Friday, August 13, 2010

Dungness

Tuesday, August 10, 2010

I can't seem to get the timing right. I don't really want to care about other things right now. But it's light right when I want to pop in there to talk, something happens. Someone else either pops in or calls. The timing is just not right. So with the ebay bidding thing, I did learn a thing or 2. Which is not to give people time to bid. But how much time do I need? I think 10 seconds will do with the buffer time to confirm. There won't be enough time to make another bid on top of that. I feel now I should not think so much and just do. A simple responce. A quick responce. You tend to forget things quickly. Now is a $5 discout enough? Not really, but it's better than nothing. Got to search local ads, I forgot to look. I was just sitting here and thinking to myself good Lord where was that smell coming from? I at first thought it was my trash, but I looked up and noticed the dying flowers and you know how that can smell. And so the two have imprissoned thenselves in their cave. Not sure what it going on there.

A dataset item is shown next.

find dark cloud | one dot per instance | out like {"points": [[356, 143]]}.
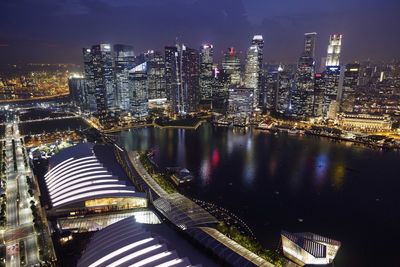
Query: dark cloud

This is rediculious. All they do is hide in there. What can be so important? I still want to try to finish off the salad before I go browsing. Will I still want to go back out out if I do that? I am sure salad can't sit that long without me watching it. Why so dark outside? Not sure what's up with the weather. I don't really feel much like approaching the issue. As after talking onver the phone, they seem to not want me to do anything about it. I am lossing will to be here. I am also lossing will to work on other relactions as well. Maybe too much dead air in the office. So many things I want to do... There is one pressing thing I really want to get over with. It just doesn't seem to be the right time. I have given myself this week as a deadline.